Board: New school is best option for town, students
LYNDEBOROUGH – Members of the Central School Board agreed on Monday that building a new school is the best option for the town and the students.
A warrant article asking for the necessary architectural fees for plans for a new school will be posed to voters in March.
The board was not unanimous, however, in whether to endorse a citizens petition to abolish the Official Ballot Law (SB2), and that will appear on the warrant without comment from the board.
Although Board Chairman Geoffrey Brock said he would rather have two building options available for discussion, only one plan can appear in the article. Both will probably be discussed at the Deliberative Session in February.
“We have had this idealistic idea,” Brock said. “We worked as hard as could be expected, but I’m not sure we got what we said we wanted. We asked for the town to make a decision about what they wanted (either a new school or extensive renovations to the old one). Those at the forum (held last month) said they wanted a new school.”
The Board now needs to take “a leadership position as to where we want to go,” he added. “The only failure for the school would be to do nothing.”

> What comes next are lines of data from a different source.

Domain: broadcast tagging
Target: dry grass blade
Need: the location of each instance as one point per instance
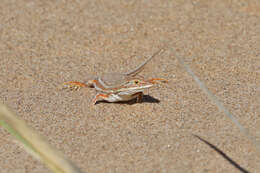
(34, 143)
(218, 103)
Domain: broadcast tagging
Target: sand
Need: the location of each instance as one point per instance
(46, 43)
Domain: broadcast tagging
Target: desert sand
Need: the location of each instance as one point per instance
(46, 43)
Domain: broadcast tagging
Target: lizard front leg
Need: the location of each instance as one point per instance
(100, 97)
(74, 85)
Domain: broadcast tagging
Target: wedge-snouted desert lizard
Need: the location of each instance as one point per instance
(117, 87)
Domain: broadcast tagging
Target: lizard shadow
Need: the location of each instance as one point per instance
(225, 156)
(146, 99)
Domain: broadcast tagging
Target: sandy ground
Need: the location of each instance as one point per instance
(46, 43)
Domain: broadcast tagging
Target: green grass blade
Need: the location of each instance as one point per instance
(34, 143)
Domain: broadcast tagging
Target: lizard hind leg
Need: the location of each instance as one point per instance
(100, 97)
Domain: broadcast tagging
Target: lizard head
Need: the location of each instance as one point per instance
(135, 85)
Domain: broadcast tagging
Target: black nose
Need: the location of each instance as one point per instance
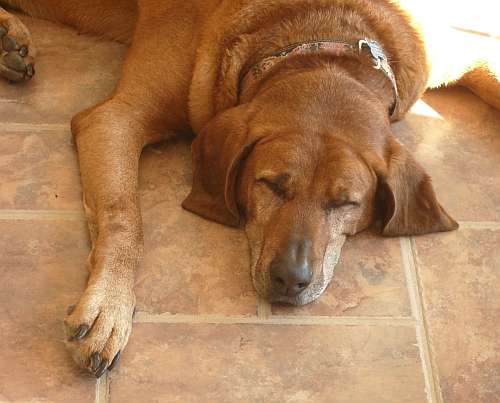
(291, 270)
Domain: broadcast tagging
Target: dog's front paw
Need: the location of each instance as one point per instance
(16, 51)
(98, 328)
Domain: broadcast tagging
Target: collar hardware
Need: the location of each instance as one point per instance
(363, 47)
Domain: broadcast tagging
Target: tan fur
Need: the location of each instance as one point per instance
(286, 156)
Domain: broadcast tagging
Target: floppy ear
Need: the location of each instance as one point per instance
(411, 206)
(218, 152)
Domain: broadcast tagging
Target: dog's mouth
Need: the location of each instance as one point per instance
(322, 278)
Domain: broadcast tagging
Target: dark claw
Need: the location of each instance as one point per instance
(81, 332)
(70, 309)
(95, 361)
(15, 61)
(9, 43)
(30, 70)
(102, 368)
(115, 361)
(11, 75)
(23, 51)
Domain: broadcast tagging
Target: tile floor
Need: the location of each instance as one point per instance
(405, 320)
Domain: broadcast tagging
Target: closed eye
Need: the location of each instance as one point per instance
(337, 204)
(276, 188)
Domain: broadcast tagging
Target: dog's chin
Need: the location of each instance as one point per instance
(314, 291)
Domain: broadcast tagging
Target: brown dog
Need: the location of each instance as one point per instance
(294, 138)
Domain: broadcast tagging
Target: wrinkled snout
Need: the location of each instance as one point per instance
(291, 270)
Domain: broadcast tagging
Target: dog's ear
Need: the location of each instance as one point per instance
(218, 152)
(407, 198)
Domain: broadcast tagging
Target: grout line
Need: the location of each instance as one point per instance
(102, 389)
(432, 386)
(167, 318)
(493, 225)
(264, 309)
(37, 127)
(48, 215)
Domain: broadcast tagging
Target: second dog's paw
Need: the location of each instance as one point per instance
(17, 61)
(97, 330)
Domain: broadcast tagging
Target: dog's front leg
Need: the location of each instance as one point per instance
(109, 143)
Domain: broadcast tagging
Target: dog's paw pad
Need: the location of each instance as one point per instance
(16, 53)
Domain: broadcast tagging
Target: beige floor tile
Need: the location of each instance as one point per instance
(192, 265)
(460, 276)
(39, 171)
(454, 135)
(248, 363)
(368, 281)
(42, 270)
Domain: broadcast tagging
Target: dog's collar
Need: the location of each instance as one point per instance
(362, 48)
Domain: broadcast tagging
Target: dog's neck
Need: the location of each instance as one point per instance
(319, 93)
(365, 51)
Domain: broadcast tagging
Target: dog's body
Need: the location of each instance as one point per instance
(303, 155)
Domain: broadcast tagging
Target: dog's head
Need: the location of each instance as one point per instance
(300, 193)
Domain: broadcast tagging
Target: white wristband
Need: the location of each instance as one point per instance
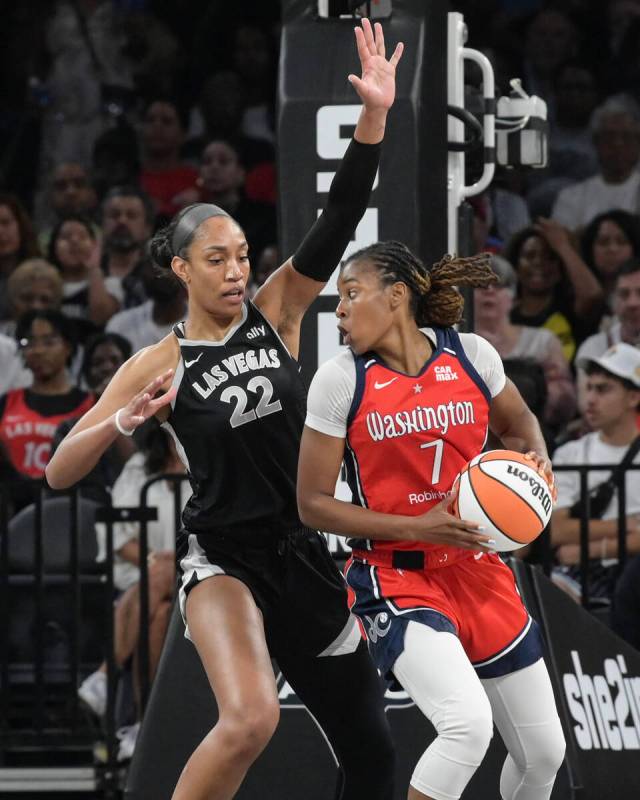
(122, 430)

And “doing nothing,” he said, was what he was afraid the town would decide to do.
Member Fran Bujak said, according to feedback he has received, “The largest group (of voters) is teetering toward a new school. We have to consider the age of this building and other building going on in town.”
Other town agencies in need of more space include the fire and police departments and the library. Use of the present school by other departments has been part of the ongoing discussions.
The recent rise in taxes, caused in part by the revaluation of the town, “will make it difficult to get anything,” Brock said. “But, based on the feedback, a new school is in the best interests of the students.”
Getting information to residents is the highest priority, the board agreed, including all of the reasoning behind their decision to go with new construction rather than renovations.
The citizens petition to repeal SB2 will be on the ballot no matter what the board thinks about it, Brock said. He said he was in favor of the repeal, mainly because he said he felt, given the small number of people who attend the deliberative session, and the larger number of people who vote, many of those voters are not fully informed about the issues, and therefore, tend to vote “no.”
“It will make it difficult for us to get anything,” he said.
Bujak and member Ron Barron said they thought voters were, or could be, well-informed, and having the larger number of people vote was most important.